La réponse de Freud manque mais nous savons par Jung (qui pensait que Bleuler le haïssait, dixit Bleuler) que Freud était d’accord avec l’éviction de Maier.

De la longue réponse de Bleuler (34 B, 4/12/1911, p. 126), j’extrais ceci :

« Les préceptes “qui n’est pas avec nous est contre nous” et “Tout ou rien” sont, selon moi, nécessaires aux communautés religieuses et utiles aux partis politiques. Je peux donc comprendre le principe comme tel, mais je le trouve nuisible à la science.

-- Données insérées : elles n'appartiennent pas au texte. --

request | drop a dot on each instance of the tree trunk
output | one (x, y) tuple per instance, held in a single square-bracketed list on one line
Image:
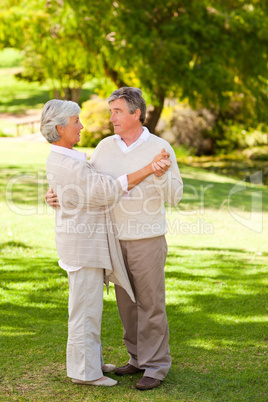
[(113, 75), (154, 113)]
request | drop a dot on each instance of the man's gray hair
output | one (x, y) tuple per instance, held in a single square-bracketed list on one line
[(57, 112), (133, 98)]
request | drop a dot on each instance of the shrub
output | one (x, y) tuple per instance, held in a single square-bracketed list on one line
[(95, 117)]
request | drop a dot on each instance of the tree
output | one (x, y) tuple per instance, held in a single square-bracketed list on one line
[(206, 52)]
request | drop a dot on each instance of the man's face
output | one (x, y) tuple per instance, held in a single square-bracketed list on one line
[(124, 123)]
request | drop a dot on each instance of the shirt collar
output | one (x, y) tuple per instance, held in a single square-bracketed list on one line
[(72, 153), (144, 135)]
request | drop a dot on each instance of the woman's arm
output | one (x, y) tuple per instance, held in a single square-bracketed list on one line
[(160, 164)]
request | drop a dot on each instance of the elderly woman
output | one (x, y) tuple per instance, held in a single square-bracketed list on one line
[(85, 236)]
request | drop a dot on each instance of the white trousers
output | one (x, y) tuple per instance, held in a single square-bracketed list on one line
[(84, 357)]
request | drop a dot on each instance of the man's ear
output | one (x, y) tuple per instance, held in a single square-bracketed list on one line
[(59, 129)]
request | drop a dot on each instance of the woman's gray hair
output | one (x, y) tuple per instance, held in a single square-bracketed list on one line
[(56, 112), (133, 98)]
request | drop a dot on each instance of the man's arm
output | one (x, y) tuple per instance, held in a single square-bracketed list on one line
[(103, 184)]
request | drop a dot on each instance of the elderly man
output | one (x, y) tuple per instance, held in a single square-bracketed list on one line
[(141, 226)]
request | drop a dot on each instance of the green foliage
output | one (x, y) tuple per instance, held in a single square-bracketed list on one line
[(202, 52), (216, 296), (95, 117)]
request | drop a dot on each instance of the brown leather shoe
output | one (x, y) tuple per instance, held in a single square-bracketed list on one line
[(127, 370), (146, 383)]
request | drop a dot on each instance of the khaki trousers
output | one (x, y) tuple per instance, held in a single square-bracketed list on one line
[(84, 357), (145, 322)]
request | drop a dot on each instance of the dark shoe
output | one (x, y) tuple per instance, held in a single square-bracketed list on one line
[(146, 383), (127, 370)]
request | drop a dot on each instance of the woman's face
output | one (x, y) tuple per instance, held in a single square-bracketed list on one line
[(70, 134)]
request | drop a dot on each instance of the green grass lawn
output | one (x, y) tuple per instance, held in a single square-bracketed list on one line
[(216, 282)]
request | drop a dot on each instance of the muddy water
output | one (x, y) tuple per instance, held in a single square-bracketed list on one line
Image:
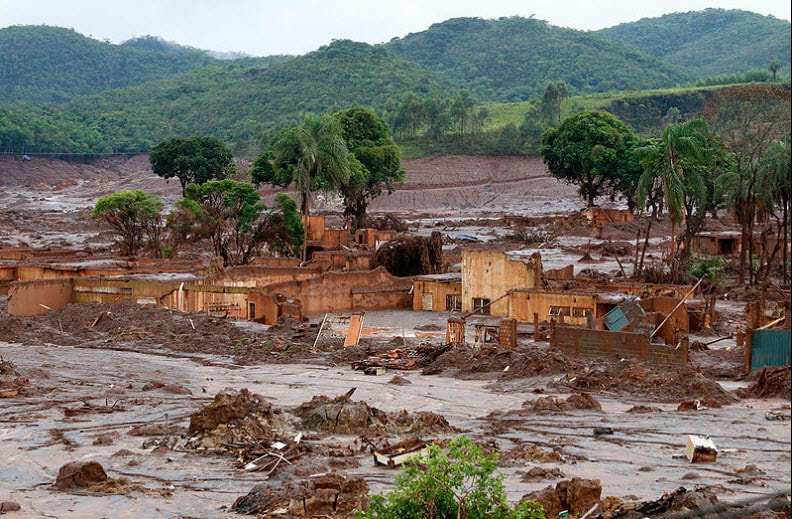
[(191, 484)]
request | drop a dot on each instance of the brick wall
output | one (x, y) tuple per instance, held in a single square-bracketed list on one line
[(603, 343)]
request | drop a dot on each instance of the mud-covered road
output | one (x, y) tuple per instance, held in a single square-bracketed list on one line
[(642, 458)]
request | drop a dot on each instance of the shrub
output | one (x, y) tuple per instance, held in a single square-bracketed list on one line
[(708, 269), (460, 483)]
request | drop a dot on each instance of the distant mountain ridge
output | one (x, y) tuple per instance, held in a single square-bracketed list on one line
[(40, 63), (61, 91), (710, 42), (514, 58)]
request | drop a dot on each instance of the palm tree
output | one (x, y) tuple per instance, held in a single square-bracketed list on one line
[(317, 154), (681, 151), (774, 67)]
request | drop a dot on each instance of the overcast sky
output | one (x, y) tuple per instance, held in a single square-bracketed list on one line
[(261, 27)]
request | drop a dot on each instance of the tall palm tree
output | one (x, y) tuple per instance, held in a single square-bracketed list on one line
[(774, 67), (318, 155), (681, 150)]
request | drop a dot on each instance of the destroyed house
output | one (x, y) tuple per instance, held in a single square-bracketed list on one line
[(577, 308), (438, 292), (489, 276), (717, 244)]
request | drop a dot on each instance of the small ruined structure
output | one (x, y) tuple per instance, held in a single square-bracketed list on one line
[(489, 276), (438, 292)]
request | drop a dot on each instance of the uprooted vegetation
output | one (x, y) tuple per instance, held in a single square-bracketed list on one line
[(411, 256)]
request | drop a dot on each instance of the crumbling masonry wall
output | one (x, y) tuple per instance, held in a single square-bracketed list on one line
[(492, 274), (344, 291), (36, 297), (603, 343)]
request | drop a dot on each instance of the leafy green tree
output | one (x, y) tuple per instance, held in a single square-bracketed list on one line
[(462, 483), (774, 191), (230, 210), (282, 228), (685, 162), (312, 155), (186, 223), (750, 119), (375, 162), (588, 149), (193, 160), (551, 104), (132, 215)]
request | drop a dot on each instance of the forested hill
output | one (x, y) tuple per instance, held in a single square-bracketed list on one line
[(41, 63), (710, 42), (513, 58), (234, 102), (61, 92)]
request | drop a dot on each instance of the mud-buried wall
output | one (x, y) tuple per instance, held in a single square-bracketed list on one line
[(28, 298), (603, 343), (343, 291)]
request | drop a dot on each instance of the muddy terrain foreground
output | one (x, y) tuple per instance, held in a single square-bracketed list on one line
[(176, 429), (133, 411)]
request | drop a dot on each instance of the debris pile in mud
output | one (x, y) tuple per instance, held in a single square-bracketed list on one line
[(576, 495), (11, 383), (128, 325), (80, 474), (551, 404), (323, 495), (342, 415), (679, 500), (403, 359), (770, 382), (237, 419), (412, 256), (658, 383)]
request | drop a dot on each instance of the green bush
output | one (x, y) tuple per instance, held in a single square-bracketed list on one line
[(708, 269), (460, 483)]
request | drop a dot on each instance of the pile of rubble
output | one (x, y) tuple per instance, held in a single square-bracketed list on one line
[(402, 358), (128, 325), (267, 439), (321, 495), (657, 383), (11, 382)]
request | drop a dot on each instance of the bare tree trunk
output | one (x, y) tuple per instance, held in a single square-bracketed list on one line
[(743, 250), (785, 223)]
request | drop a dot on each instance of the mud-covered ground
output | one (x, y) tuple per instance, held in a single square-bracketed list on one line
[(122, 385), (121, 392)]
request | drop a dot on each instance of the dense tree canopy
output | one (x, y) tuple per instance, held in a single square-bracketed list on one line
[(193, 160), (376, 163), (229, 210), (312, 155), (133, 215), (588, 149)]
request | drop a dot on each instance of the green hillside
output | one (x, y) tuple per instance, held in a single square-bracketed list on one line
[(40, 63), (61, 92), (710, 42), (642, 110), (512, 59), (234, 102)]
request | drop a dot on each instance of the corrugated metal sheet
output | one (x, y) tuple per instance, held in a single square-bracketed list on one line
[(770, 348), (625, 313)]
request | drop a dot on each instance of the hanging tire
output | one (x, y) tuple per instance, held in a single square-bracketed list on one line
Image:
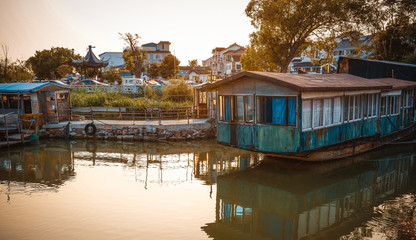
[(90, 129)]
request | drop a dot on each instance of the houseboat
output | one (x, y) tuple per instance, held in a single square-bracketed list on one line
[(312, 117), (48, 101)]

Il n’y a pas de vérité objective. […]

Ainsi la position de Maier ne me semble pas plus justifiée qu’injustifiée, pas plus que n’importe quelle autre position. Vous dites qu’il ne voulait avoir que des avantages, sans faire de sacrifices. Je ne vois pas quel sacrifice il devrait faire, pas même celui d’une partie de ses conceptions. Vous n’exigerez cela de personne. Chacun doit assumer ses conceptions pour autant que ce soient les siennes ; assumer davantage, c’est être malhonnête. Là-dessus au moins nous sommes d’accord. »

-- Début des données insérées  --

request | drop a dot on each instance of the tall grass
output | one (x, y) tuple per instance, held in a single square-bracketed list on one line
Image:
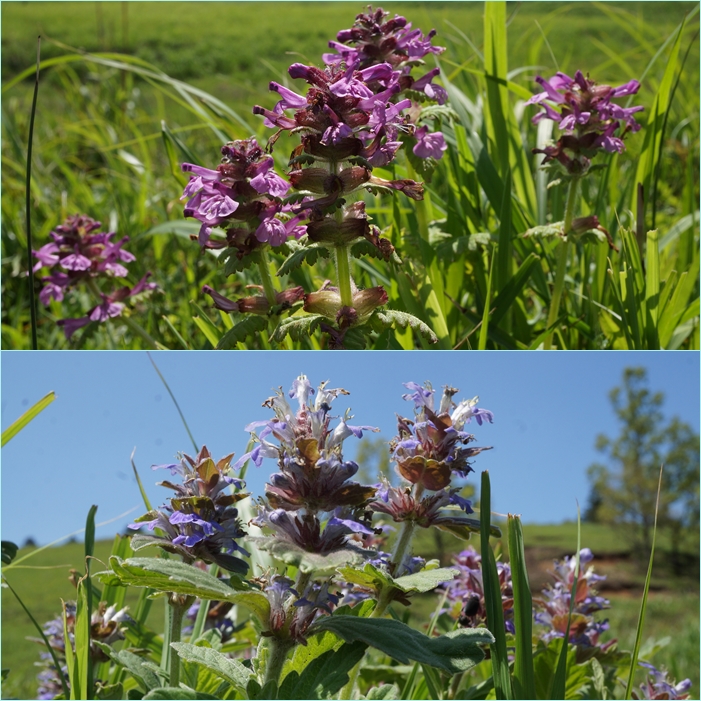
[(111, 130)]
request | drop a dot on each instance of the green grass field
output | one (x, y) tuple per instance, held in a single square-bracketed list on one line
[(673, 611), (100, 148)]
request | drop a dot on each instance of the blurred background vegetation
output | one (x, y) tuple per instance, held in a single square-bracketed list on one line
[(102, 132)]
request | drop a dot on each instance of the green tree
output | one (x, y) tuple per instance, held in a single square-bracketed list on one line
[(624, 488)]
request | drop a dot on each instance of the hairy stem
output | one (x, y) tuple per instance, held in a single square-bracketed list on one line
[(562, 255), (277, 654), (266, 278), (343, 273), (178, 608)]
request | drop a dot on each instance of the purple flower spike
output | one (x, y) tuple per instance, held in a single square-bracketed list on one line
[(588, 119), (79, 254), (429, 145)]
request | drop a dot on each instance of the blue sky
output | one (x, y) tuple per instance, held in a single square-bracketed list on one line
[(548, 409)]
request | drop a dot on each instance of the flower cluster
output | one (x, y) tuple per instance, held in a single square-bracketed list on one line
[(244, 197), (79, 253), (291, 619), (106, 626), (657, 686), (311, 504), (554, 605), (351, 120), (429, 450), (201, 521), (585, 114), (465, 593)]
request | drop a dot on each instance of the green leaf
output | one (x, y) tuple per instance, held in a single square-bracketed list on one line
[(52, 652), (646, 591), (170, 692), (184, 228), (9, 551), (386, 691), (228, 669), (321, 676), (145, 677), (426, 580), (523, 679), (14, 428), (545, 230), (249, 327), (492, 598), (109, 692), (391, 318), (370, 577), (297, 327), (453, 652), (321, 565), (652, 289), (302, 253), (234, 264), (168, 576), (560, 678)]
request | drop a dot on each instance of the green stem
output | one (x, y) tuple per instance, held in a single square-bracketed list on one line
[(400, 549), (277, 654), (343, 272), (266, 277), (562, 255), (178, 608)]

Bleuler n’avait pas hésité à critiquer la tendance de Freud à généraliser sans preuves l’incidence de l’homosexualité inconsciente dans le déterminisme de la paranoïa :

« Mais je ne connais pas encore assez les raisons qui vous poussent à certaines hypothèses et notamment à la généralisation. Je connais également des cas où la lutte entre homosexualité et hétérosexualité pouvait être observée, non au début de la maladie, mais au début de son déclenchement manifeste. Mais j’aurais besoin au moins de beaucoup d’expériences pour pouvoir tirer la conclusion que cette lutte serait la cause essentielle de l’accès aigu. Qu’elle soit la cause de la maladie, cela me semble extrêmement improbable, bien que chez Schreber, justement, on trouve maints éléments qui conduisent sur le terrain d’une genèse purement psychique. J’aimerais bien un jour pouvoir parler à fond de cette affaire avec vous ; elle est de la plus grande importance. » (32 B, 6/10/1911, p. 123.)

Là-dessus, il accepte de faire un compte-rendu sur le Schreber de Freud dans le Zentralblatt à condition qu’il puisse y exprimer ses réserves.

Quand Bleuler eut définitivement démissionné de l’API, Freud écrivit à Riklin (14/12/1911): 

« Je crois que nos relations resteront inchangées. Il continuera à me protéger et à me critiquer. En vérité, c’est bien l’homme qui devait donner son nom à l’ambivalence[7]. »

Leur dernier échange, très cordial, date de 1937[8].

Mais est-ce seulement l’ambivalence de Bleuler, sa pente obsessionnelle, qui est responsable du relatif échec de l’ambition de Freud sur la psychiatrie ?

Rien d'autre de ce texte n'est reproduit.